Quinto set, ricordiamo, fatale a Thiem nella finale degli scorsi Australian Open persa con Djokovic. Ma questa volta l’esito è diverso. Thiem conquista subito il game sulla battuta di Zverev, ma viene subito contro-breakato dal tedesco. Thiem che poi regala un’altro break sul 4-3 Zverev che potrebbe costargli la finale. Sul 5-3, “Sascha” commette diverse ingenuità, concedendo 2 palle break, la seconda tramutata in punto. Ora serve l’austriaco per rimanere in partita che non sbaglia e si porta sul 5-5. Set pazzo che vede ancora l’austriaco breakare Zverev, ma che reagisce immediatamente sul servizio, potenzialmente valido per il trofeo, di Thiem e conquista il gioco. Siamo 6-6, che significa tie-break. Thiem, nel tie break, riesce a scavare il solco e ha 2 match point, che vengono annullati entrambi dal tedesco che rimane attaccato alla partita. Match però che si conclude, dopo 4 ore e 5 minuti, con l’errore in risposta di Zverev che consegna di fatto il primo trofeo Slam in carriera al 27enne originario di Wiener Neustadt.
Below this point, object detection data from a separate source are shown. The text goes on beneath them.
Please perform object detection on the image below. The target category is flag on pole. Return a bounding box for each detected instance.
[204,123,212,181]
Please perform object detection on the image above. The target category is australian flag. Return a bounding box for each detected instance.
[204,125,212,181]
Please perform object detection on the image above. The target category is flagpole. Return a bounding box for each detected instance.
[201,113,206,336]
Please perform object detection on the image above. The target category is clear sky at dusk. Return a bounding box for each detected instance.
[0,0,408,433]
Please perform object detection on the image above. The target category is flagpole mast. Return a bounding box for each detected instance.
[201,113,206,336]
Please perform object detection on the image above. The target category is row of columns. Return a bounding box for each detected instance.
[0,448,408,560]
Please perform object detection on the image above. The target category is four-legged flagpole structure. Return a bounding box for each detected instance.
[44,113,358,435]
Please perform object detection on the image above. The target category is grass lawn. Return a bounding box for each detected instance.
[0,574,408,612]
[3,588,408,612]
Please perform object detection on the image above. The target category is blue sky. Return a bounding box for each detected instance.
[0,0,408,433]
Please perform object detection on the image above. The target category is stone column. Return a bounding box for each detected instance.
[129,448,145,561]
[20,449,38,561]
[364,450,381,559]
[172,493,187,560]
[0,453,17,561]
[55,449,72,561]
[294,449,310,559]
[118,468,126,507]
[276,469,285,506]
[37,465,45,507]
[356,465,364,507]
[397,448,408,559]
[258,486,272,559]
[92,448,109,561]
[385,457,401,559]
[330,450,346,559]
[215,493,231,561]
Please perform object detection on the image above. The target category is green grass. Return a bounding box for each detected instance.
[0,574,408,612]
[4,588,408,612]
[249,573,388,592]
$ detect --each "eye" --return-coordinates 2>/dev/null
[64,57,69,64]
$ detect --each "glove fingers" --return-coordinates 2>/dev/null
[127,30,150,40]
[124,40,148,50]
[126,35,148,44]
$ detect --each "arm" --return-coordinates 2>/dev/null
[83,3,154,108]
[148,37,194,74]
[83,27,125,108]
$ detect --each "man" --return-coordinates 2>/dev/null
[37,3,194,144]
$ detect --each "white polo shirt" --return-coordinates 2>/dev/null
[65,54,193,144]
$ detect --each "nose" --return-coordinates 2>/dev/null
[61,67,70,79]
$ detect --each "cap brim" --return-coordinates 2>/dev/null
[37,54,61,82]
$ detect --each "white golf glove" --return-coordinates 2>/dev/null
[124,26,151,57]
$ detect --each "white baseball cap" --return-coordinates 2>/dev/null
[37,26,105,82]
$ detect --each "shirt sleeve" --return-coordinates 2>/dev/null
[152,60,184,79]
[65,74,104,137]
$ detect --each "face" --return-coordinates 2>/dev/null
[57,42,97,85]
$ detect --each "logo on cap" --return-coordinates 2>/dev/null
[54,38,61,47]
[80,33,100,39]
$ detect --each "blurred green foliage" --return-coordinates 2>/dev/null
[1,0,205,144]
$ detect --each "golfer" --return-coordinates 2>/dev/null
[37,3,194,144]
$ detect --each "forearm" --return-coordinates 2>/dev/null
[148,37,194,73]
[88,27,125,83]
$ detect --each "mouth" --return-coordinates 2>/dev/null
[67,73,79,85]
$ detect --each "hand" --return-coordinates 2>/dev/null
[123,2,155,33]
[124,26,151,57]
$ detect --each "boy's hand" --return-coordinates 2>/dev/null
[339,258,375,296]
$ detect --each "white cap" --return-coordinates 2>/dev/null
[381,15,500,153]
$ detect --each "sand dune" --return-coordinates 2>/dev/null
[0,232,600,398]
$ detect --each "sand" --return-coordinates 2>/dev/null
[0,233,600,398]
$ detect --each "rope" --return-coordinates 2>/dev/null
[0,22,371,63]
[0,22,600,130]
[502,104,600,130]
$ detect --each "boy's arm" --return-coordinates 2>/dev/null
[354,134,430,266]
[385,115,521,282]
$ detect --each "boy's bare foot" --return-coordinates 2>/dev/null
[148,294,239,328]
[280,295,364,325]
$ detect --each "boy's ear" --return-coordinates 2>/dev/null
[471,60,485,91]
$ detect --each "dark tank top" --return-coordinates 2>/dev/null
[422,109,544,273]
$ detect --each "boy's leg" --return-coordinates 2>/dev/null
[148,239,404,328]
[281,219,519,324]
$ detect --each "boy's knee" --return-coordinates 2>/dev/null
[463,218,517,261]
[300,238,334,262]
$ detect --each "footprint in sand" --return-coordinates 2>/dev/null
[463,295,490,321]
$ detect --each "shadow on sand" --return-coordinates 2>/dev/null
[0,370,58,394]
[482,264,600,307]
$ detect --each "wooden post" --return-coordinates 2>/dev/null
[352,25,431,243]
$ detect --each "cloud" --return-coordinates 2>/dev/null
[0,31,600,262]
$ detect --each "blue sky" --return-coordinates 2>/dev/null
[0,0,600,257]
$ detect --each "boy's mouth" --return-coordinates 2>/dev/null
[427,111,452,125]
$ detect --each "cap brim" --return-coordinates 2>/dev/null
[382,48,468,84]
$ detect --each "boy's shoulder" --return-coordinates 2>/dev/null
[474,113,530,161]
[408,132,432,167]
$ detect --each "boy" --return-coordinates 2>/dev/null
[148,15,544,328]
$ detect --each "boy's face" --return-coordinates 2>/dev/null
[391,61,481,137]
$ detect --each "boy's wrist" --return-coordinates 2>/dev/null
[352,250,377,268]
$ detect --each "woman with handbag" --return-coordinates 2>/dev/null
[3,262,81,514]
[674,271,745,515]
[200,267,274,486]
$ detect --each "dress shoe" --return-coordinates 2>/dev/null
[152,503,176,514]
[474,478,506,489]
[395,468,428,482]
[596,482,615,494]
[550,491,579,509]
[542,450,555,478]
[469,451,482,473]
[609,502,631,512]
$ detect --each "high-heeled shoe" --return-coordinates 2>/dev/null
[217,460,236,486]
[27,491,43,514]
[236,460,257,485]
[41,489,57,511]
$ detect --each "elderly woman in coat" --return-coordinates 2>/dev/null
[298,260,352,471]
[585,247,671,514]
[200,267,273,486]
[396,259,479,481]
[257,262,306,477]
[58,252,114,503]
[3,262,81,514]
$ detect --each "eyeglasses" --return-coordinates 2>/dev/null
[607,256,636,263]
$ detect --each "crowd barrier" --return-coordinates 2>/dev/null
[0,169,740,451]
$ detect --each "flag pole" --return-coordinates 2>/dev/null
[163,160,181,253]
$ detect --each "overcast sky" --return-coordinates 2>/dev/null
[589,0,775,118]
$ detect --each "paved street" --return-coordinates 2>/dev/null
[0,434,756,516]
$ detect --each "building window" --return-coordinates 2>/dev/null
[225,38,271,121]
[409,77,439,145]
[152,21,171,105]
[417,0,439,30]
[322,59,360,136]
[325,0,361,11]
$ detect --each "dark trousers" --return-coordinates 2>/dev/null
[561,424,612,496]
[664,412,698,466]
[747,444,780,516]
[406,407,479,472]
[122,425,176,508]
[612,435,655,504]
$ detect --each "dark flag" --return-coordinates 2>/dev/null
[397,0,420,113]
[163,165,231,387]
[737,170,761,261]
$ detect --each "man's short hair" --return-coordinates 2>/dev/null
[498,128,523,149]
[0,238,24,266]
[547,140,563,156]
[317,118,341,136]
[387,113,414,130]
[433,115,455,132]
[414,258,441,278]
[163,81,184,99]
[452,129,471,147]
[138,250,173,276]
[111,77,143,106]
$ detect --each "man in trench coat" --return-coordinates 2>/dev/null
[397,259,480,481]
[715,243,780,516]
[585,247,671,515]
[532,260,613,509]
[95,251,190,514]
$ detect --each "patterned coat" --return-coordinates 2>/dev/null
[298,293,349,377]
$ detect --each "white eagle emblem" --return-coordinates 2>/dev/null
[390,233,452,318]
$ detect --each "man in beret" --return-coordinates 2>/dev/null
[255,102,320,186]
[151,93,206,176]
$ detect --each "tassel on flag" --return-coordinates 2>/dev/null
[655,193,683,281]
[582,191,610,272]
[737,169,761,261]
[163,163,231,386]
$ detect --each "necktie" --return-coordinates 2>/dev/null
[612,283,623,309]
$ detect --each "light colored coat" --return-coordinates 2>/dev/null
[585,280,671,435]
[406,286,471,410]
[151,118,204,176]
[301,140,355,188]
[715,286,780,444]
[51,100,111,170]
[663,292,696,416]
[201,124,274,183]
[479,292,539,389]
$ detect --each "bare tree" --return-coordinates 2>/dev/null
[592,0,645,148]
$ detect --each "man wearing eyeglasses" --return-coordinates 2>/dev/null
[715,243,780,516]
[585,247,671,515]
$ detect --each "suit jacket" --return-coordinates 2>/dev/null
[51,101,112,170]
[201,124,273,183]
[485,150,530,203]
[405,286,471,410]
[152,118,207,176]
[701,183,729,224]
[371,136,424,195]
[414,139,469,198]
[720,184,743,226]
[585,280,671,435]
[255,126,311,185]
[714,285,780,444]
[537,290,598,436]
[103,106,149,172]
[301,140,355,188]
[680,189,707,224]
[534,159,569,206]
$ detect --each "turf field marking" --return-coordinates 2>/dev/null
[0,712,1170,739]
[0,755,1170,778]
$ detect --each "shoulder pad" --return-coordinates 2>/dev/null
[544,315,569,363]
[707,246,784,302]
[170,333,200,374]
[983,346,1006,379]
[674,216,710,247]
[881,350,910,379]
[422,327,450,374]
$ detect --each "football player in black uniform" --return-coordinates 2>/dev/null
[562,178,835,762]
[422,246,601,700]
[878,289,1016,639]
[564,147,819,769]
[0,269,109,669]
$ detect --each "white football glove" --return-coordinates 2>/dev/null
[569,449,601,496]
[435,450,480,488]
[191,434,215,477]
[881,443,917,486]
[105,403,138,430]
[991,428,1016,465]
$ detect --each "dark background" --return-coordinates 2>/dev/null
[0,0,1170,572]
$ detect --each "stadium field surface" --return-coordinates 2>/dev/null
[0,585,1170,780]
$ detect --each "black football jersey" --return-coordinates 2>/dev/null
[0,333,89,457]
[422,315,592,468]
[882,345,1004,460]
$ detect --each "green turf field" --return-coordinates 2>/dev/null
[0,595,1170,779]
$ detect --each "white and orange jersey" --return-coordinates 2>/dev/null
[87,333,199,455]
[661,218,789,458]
Per Zverev prima finale persa in carriera negli Slam, ma, come promesso da lui, non sarà di certo l’ultima finale che disputerà vista la giovane età (23 anni).



Finalmente un vincitore diverso dai big three

Dopo 4 anni dall’ultima vittoria di un Grande Slam di un tennista diverso da Djokovic, Nadal e Federer( Wawrinka vinse proprio gli Us Open nel 2016), Thiem interrompe il dominio dei “big three”che potrebbe dare nuovo spazio alle “next gen” in vista dell’età dei 3 fuoriclasse.

A proposito di fuoriclasse, quest’oggi cominciano gli Internazionali d’Italia, al Foro Italico, che vedrà di nuovo in campo Nadal, al rientro dopo lo stop pandemia. Tra gli italiani troviamo Sinner(che sfiderà Paire al primo turno), Fognini, Berrettini, Sonego e Travaglia. Mancano anche altri che devono però prima qualificarsi al main draw dalle qualificazioni, tra cui il giovanissimo Musetti.